Curcumin is a powerful, yet safe anti-inflammatory agent, excellent for treating inflammatory problem such as arthritis, liver and gall bladder problems. It has been found to block the production of certain prostaglandins and to have effects on a par with cortisone and non-steroidal anti-inflammatory drugs but without the side effects.[4],[5] I have observed that taking turmeric daily has an excellent anti-inflammatory effect, improving morning stiffness, joint swelling and pain with movement experienced by rheumatoid arthritis sufferers.
Turmeric has powerful antioxidant properties, is reported to protect against the development of cancer, and has a long history of use in the treatment of various cancers; enhancing the production of cancer-fighting cells,[6],[7] protecting against environmental toxins, with an immune-enhancing effect and powerful antibacterial properties. In China it is used to treat the early stages of cervical cancer. An alcohol extract of turmeric applied externally in skin cancer has been shown to reduce itching, relieve pain and promote healing. In fact turmeric has been found to be highly effective at inhibiting recurring melanoma in people at high risk.[8] Research has also demonstrated its protective effects against colon and breast cancer.
Turmeric has long been popular as a remedy for treating respiratory infections such as colds, sore throats, coughs and fevers, skin problems such as acne and psoriasis, and kidney and bladder problems. It can successfully inhibit infection whether bacterial, viral or fungal.

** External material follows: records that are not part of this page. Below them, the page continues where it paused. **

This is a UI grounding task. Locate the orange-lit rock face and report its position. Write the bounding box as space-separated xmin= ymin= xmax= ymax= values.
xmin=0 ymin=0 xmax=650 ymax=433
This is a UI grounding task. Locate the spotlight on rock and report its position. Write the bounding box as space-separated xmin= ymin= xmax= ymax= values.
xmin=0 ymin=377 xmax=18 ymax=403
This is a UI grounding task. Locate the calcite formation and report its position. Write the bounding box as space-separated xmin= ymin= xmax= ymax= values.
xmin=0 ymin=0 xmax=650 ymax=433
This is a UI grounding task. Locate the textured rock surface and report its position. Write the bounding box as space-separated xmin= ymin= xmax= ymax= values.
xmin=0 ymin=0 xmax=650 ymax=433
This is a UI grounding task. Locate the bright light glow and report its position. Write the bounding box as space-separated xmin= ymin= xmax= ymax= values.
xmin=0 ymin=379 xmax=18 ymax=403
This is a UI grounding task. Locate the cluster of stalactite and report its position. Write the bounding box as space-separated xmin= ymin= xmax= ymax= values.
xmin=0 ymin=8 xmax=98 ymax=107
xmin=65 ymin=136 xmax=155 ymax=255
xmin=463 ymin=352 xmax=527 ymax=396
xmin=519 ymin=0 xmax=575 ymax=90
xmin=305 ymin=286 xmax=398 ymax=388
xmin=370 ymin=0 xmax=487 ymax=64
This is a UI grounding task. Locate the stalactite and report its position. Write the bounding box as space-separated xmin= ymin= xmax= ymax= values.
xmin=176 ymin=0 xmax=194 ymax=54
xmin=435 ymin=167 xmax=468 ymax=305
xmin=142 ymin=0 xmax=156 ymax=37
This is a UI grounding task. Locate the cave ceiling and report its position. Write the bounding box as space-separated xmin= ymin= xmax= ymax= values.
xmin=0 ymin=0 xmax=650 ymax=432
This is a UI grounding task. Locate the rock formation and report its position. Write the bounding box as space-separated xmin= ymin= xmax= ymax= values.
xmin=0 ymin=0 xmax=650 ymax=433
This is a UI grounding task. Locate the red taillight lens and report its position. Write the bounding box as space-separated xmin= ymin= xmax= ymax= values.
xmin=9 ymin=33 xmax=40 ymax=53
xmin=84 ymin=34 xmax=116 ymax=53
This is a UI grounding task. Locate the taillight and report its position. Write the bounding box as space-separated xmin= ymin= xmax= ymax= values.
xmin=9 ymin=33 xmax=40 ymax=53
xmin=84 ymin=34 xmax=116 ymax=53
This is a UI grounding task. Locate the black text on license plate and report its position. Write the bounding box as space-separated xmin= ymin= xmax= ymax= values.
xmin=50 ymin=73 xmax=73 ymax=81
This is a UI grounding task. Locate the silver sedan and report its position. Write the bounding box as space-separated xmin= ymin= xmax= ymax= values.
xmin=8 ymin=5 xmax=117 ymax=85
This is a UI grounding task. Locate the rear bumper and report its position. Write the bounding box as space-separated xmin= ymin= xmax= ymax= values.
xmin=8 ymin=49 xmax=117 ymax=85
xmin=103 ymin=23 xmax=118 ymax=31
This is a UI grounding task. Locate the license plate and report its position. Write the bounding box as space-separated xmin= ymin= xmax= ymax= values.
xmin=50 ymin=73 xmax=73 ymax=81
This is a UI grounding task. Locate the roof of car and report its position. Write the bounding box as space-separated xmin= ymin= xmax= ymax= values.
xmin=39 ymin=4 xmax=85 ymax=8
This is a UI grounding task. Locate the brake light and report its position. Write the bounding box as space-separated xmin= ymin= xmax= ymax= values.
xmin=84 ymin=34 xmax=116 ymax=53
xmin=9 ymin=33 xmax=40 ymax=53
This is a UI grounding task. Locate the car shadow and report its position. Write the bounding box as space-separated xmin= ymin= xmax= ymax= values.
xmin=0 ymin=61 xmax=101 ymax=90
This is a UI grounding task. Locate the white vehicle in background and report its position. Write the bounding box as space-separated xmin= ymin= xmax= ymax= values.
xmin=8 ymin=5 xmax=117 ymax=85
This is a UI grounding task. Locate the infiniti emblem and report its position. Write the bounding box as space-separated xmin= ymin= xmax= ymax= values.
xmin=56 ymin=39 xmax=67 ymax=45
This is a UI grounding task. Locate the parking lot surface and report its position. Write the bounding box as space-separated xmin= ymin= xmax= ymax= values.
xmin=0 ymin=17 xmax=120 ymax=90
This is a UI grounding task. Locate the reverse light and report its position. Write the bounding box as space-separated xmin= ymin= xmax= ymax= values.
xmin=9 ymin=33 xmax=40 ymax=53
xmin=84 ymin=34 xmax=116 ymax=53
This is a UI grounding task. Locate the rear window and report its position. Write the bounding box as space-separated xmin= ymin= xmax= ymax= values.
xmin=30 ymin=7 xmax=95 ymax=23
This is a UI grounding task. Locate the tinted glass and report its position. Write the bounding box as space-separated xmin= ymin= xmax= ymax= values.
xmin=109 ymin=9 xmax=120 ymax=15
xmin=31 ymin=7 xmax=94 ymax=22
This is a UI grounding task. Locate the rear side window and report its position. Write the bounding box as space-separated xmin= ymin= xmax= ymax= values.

Dietary Inclusion and Applications
Turmeric can be eaten regularly and liberally as a culinary spice. To treat infections and digestive problems the powder can be added to herbal teas, stirred into honey or hot water. The usual daily dose of turmeric is ¼-½ (one quarter to one half) a teaspoon of the powder two to three times daily between meals. Alternatively you can take two or three cupfuls of the tea between meals. To make the tea, place ½ (one half) a teaspoon of powder in a small pot, pour over a cup of boiling water, leave to infuse for five minutes, then strain.
You can add ginger or cardamom to add more flavour. Curcumin can be taken in capsules as a supplement, at a dose of 250-500 mg three times daily. Combining curcumin with bromelain may enhance its absorption and activity.
Powdered turmeric mixed with water or Aloe vera gel can be made into a paste and applied to insect bites, spots and pimples, inflamed and infected skin problems including scabies and fungal infestation, and infected wounds. I have found it very successful when treating acne, eczema and psoriasis although care has to be taken with the amount of turmeric used because it can colour the skin yellow. Mixed with honey or Aloe vera gel, it has been used traditionally to treat sprains, strains and bruises. A little powder stirred into warm water makes an excellent mouthwash to treat inflamed gums and relieve toothache.
Cautionary Note
There are no strong contraindications for turmeric during pregnancy; it is probably safer to avoid therapeutic doses during this time although it is safe to use in cooking. Regular use of turmeric is not advisable for those with obstruction of the biliary tract or gallstones. Overuse can cause gastrointestinal disturbances is some susceptible people. It is best to avoid high doses of turmeric when taking blood-thinning drugs.